Hey I am currently following a course on Lie groups and I have followed a course on smooth manifolds. The question I have is the following,
Let $G$ be a Lie group acting smoothly on a manifold $M$ by the action $A:G\times M\to M$. Since $A$ is an action the following equality holds; $$A(g,A(h,x)) = A(gh, x).$$ Now we are asked to take the differential on both sides. However I seem to struggle with this rather easy sounding task. What I have done till now;
Write $$\tilde A: G\times G\times M\to M,\quad (g,h,x)\mapsto A(g,A(h,x)) = A(gh,x).$$ Now I want to take the differential, so I should end up with a map $$d\tilde A:TG\times TG\times TM \to TM,\quad (v,w,u)\mapsto d\tilde A(v,w,u).$$ I think this should be the differential when evaluated in $(g,h,x)$ $$d(A(g,A(h,x))) = (dA)_{(g,A(h,x))}\circ (dA)_{(h,x)}.$$
It seems to me that your solution has the wrong domain: You correctly identify that your tangent map $D\tilde{A}$ has tangent vectors of the smooth product manifold $G\times G \times M$ as inputs, the dimension of these tangent spaces is $\dim G +\dim G+\dim M$. $DA$ itself is a map on the $\dim G + \dim M$-dimensional tangent space of $G\times M$, so your map cannot be correct.
Maybe this helps:
The right hand side can be written as $$\tilde{A} = A\circ (m_G\times \operatorname{id}_M)\colon, (G\times G)\times M \to M,$$ where $m_G\colon G\times G\to G$ is the multiplication map, i.e. $gh = m_G(g,h)$. The left hand side can be written as $$\tilde{A} = A\circ (id_G \times A) \colon G\times G\times M,$$ where the inner map $A$ acts on the second factor $G$ of the product of manifolds.
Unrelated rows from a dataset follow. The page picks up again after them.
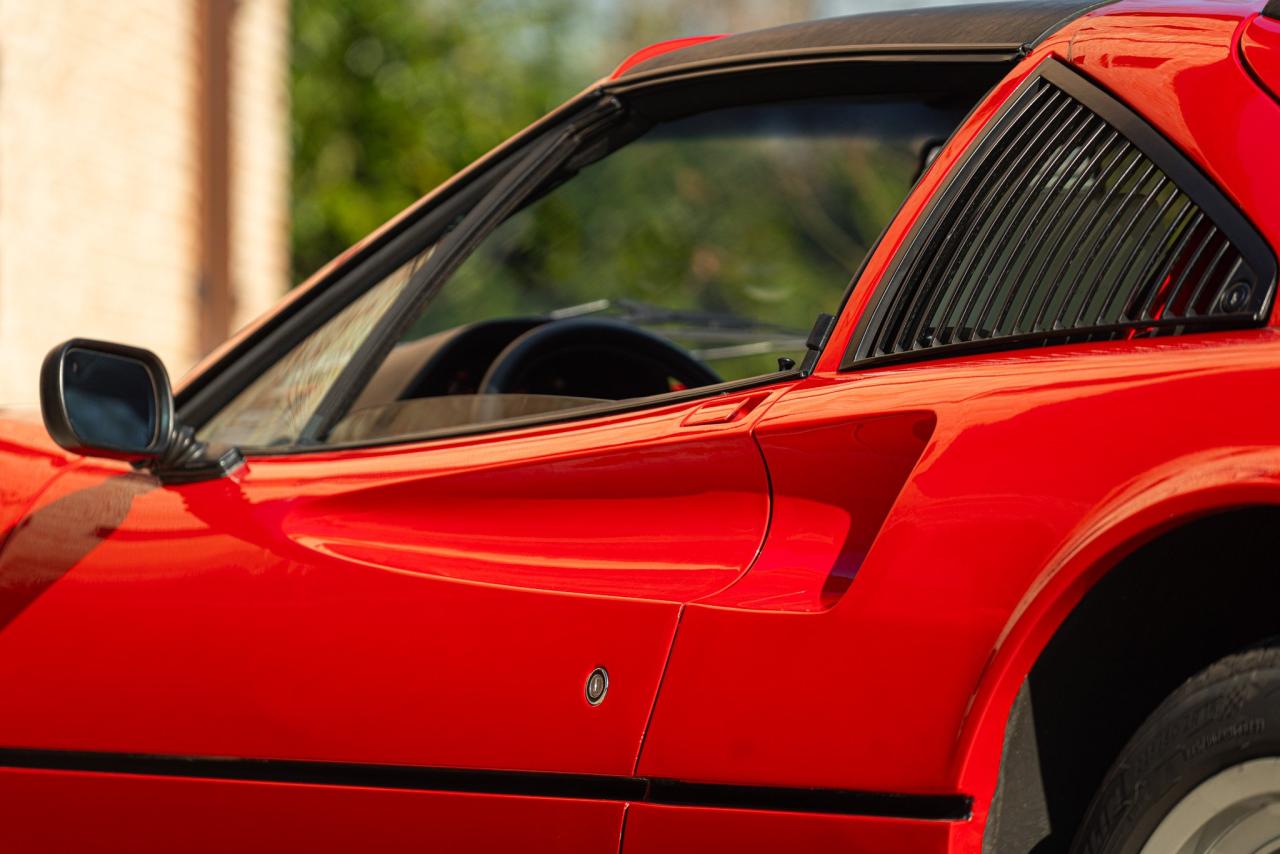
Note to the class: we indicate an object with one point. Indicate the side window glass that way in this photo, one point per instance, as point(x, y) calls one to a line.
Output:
point(275, 406)
point(696, 254)
point(1072, 219)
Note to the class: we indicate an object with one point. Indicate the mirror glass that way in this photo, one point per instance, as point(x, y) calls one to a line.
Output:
point(110, 400)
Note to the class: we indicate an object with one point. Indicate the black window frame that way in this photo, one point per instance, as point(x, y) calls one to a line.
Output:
point(1183, 172)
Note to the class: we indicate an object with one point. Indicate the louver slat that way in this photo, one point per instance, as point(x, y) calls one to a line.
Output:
point(1070, 220)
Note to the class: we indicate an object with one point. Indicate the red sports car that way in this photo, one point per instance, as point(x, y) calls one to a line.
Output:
point(854, 435)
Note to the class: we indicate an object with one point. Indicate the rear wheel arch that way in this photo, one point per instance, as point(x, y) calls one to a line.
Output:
point(1175, 603)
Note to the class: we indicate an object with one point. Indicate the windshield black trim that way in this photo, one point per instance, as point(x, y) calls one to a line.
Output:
point(522, 179)
point(528, 784)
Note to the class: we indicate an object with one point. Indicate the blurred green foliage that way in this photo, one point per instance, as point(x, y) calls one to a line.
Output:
point(389, 97)
point(766, 223)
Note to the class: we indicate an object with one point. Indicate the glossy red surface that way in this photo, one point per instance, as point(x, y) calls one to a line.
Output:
point(652, 827)
point(658, 50)
point(1260, 46)
point(835, 583)
point(412, 604)
point(94, 812)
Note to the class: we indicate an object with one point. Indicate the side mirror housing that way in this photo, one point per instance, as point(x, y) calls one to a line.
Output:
point(106, 400)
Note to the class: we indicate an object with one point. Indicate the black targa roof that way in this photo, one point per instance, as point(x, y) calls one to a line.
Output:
point(988, 26)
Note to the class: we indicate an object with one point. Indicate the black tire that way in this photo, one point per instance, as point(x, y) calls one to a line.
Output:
point(1224, 717)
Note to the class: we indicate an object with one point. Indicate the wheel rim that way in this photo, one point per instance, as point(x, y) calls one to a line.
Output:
point(1233, 812)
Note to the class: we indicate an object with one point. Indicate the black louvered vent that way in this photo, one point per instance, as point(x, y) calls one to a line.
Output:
point(1070, 220)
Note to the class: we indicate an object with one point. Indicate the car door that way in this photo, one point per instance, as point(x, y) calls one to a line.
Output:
point(443, 635)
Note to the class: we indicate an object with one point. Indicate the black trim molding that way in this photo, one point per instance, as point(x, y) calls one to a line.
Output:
point(901, 282)
point(499, 782)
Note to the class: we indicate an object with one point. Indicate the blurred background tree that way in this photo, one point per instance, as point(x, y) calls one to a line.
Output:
point(389, 97)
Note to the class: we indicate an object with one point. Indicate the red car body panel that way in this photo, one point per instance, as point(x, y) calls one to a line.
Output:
point(839, 584)
point(314, 615)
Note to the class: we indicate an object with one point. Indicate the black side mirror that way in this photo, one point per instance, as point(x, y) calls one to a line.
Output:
point(106, 400)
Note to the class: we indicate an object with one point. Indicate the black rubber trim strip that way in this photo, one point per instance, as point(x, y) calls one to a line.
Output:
point(1148, 141)
point(499, 782)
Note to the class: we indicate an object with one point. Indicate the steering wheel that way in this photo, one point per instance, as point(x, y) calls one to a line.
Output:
point(593, 357)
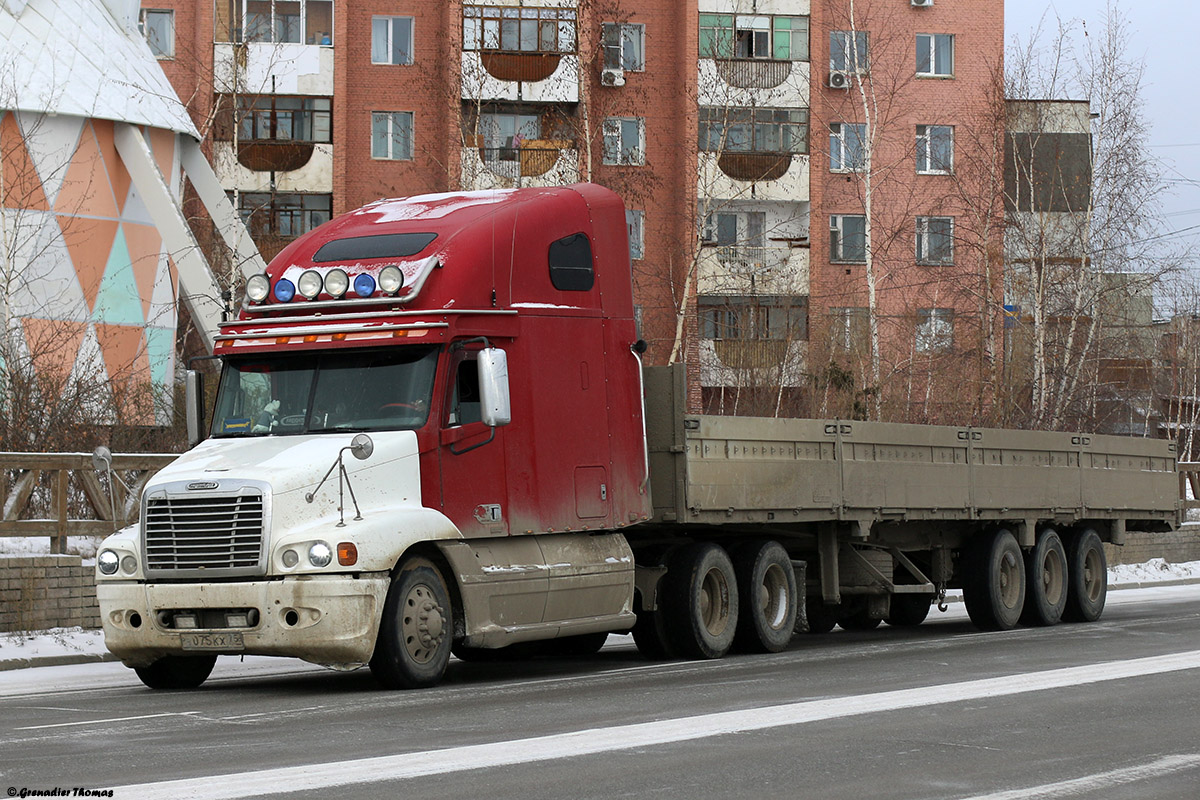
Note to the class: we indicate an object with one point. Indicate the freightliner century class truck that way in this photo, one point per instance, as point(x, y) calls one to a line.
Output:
point(433, 434)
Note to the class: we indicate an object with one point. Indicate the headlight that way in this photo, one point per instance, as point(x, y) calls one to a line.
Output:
point(108, 561)
point(258, 287)
point(336, 283)
point(309, 284)
point(390, 278)
point(319, 554)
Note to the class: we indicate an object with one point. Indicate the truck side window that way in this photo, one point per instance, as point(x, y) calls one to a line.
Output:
point(465, 405)
point(570, 264)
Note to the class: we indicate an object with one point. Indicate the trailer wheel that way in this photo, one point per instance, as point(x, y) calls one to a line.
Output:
point(1045, 575)
point(909, 611)
point(177, 672)
point(1087, 578)
point(994, 588)
point(766, 597)
point(821, 618)
point(701, 601)
point(418, 625)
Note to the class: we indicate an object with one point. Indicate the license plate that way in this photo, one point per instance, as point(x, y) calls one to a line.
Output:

The product of maps just tells us on what factors of the manifold the factors of the maps act. Notice that both domains are diffeomorphic, $$ G\times G\times M \simeq (G\times G)\times M.$$ We can canonically identify the tangent bundles in a similar fashion $$T(G\times G\times M) \simeq T(G\times G)\times TM \simeq TG\times TG \times TM.$$ Now applying chain rule to both sides yields $$D\tilde{A} = DA\circ (Dm_G \times\operatorname{id}_{TM})\quad\text{(RHS)}$$ $$D\tilde{A} = DA\circ (\operatorname{id}_{TG}\times DA)\quad\text{(LHS)}.$$
Now we can move to evaluating at specific tangent vectors: Let $g,h \in G$ and $x\in M$, aswell as $u \in T_gG$, $v\in T_hG$ and $w \in T_xM$. Then $(u,v) \in T_{(g,h)}(G\times G)$. We calculate: $$D\tilde{A}_{g,h,x}(u,v,w) = DA_{(m_g(g,h),x)} \left((Dm_{G})_{(g,h)}(u,v)\times \operatorname{id}_{TM}(w)\right) =DA_{(m_g(g,h),x)} \left((Dm_{G})_{(g,h)}(u,v)\times w \right) \quad\text{(RHS)}$$ $$D\tilde{A}_{g,h,x}(u,v,w) = DA_{(g,A(h,x))} \circ (id_{TG}(u) \times DA_{(h,x)}(v,w)) =DA_{(g,A(h,x))} (u\times DA_{(h,x)}(v,w)) \quad \text{(LHS)}$$
By definition of a smooth action, the map $A$ has the same image for both base points of the outer differential $DA$, so both expressions for the differential of $D\tilde{A}$ land in the same tangent space. But in general the base point $(gh,x)$ and $(g,A(h,x))$ are not the same, so both maps can not be compared directly without further information. Both maps have the right domain and codomain. To me, this completes the calculation.
For some further properties of the tangent maps of maps between Lie-groups and ideas for proofs I recommend Hilgert-Neeb, Ch. 9.1. For example, there is a rather useful identity for the differential of the multiplication map involving the sum of the differential of left and right multiplication.